As I approached, he lit a cigarette. "Help an ugly man survive," he said, without looking up.
"Join the club, brother," I said, handing him a buck. He looked up, took it, said "Thank you, sir," and went back to his rock.
"We're closing in five minutes," the clerk at the souvenir shop said as I walked in the door.
I wandered around for a minute and found a whole section on Route 66: posters, photographs, replica road signs, ceramic gasoline pumps, coffee cups, plates, salt and pepper shakers, creamers--you name it, they had it, all with the U.S. 66 insignia.
"This isn't Route 66?" I said.
"That's the end of the road, right out the door," the clerk said.
"Yeah. I gave him a buck," I said.
"If you're really interested, there's a plaque on the other side of Ocean Avenue."
I could buy Route 66 memorabilia in Illinois, I decided. I wanted something with a true California twist. And just then, I figured out the perfect gift for Maddy Miller.
The plaque was right where the clerk said it would be.
WILL ROGERS HIGHWAY
TO WILL ROGERS
HUMORIST, WORLD TRAVELER,
THIS MAIN STREET OF AMERICA
WAS THE FIRST ROAD HE TRAVELED
IN A CAREER THAT LED HIM
STRAIGHT TO THE HEARTS
OF HIS COUNTRYMEN.
I'd forgotten that Rogers had fled the Dust Bowl, and Route 66 had been the main route out, "the Mother Road." But who remembered the Oakies anymore? The only Will Rogers line I could recall was: "I never met a man I didn't like.
"Man is the key word," I said.
I thought again of Billy Miller. He'd grown up so close to the old highway. Did he lay awake in the middle of the night and listen to that faraway highway sound, dreaming of all the places he'd go someday? He must have come here, to the very end of the road.

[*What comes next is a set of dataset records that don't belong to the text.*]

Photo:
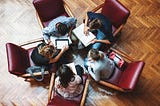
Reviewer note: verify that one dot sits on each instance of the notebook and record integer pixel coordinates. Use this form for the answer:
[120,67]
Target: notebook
[60,43]
[79,33]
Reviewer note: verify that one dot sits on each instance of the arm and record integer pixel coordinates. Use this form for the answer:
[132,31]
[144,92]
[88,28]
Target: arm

There were more dark shapes sleeping in crevices off the stairway that led down from the bluff. I followed the footbridge across the coast highway and went down to a big parking lot.
I trudged through the sand, took off my shoes and socks, and rolled up my pants. I walked out a bit and waited for the tide. The water was cold, much too cold for swimming. But somebody was in the water, way down by the pier with the Ferris wheel, which was now motionless and dark.

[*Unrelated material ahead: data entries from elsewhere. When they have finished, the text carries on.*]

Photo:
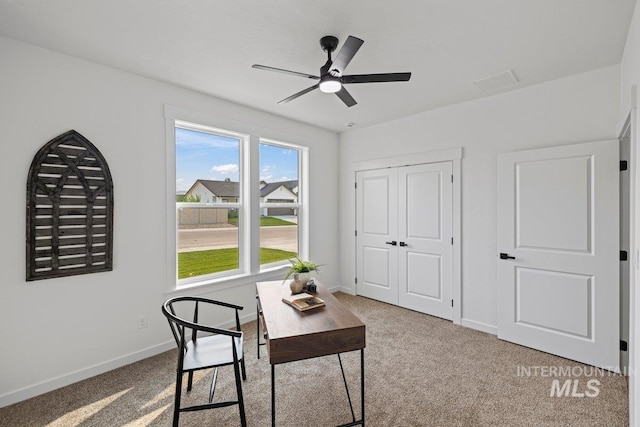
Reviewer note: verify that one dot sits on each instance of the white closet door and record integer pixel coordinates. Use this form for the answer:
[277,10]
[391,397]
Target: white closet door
[377,258]
[558,219]
[425,248]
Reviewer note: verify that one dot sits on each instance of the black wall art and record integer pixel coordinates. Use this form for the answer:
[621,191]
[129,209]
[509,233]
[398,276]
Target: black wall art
[69,210]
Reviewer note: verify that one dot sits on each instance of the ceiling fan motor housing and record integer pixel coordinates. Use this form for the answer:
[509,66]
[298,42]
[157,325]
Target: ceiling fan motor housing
[329,43]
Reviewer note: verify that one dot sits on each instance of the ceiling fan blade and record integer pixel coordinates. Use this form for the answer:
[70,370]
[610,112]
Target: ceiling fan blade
[346,54]
[376,78]
[346,97]
[280,70]
[296,95]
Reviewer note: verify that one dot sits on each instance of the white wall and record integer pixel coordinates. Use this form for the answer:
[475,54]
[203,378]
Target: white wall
[56,331]
[629,80]
[630,69]
[570,110]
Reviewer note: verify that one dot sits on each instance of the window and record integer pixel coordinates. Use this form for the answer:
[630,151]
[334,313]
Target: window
[235,206]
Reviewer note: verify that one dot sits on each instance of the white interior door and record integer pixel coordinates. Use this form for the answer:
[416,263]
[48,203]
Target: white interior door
[425,248]
[558,219]
[376,258]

A couple strolled up from the other direction, kids in their late teens. The girl was walking with her shoes in hand. They passed behind me. "Hey, don't get the water dirty," the guy said to my back. I realized he thought I was one of the pack from the bluff.

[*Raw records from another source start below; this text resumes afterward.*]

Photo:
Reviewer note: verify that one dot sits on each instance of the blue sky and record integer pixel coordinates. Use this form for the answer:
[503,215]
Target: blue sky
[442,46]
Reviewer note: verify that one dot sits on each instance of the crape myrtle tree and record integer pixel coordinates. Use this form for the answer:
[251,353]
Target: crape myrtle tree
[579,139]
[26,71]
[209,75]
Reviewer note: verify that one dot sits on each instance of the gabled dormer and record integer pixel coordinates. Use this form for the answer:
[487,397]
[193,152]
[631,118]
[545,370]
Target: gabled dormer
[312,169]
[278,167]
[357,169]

I went back to my room and grabbed a couple of miniature bottles and got in the car. Before long I was freeway flying on Interstate 10, the radio keeping time.
Lonnie the lumper had almost finished his chocolate sundae when I arrived.
"I was hoping you'd be here," I said, sliding a big plastic Route 66 coffee mug to his side of the table.
"I'll trade you for that Quick Pumper one."
"You're some funny detective, you know that?"
"Takes all kinds, right?"
We both had coffee, and then walked out to Lonnie's pick-up truck to make the trade.
A few minutes later I was back on the highway, twirling the coffee cup in my hand. "Your fast friend on Interstate 10," I read the logo under the speeding truck. Didn't that sound like a line from some old road song?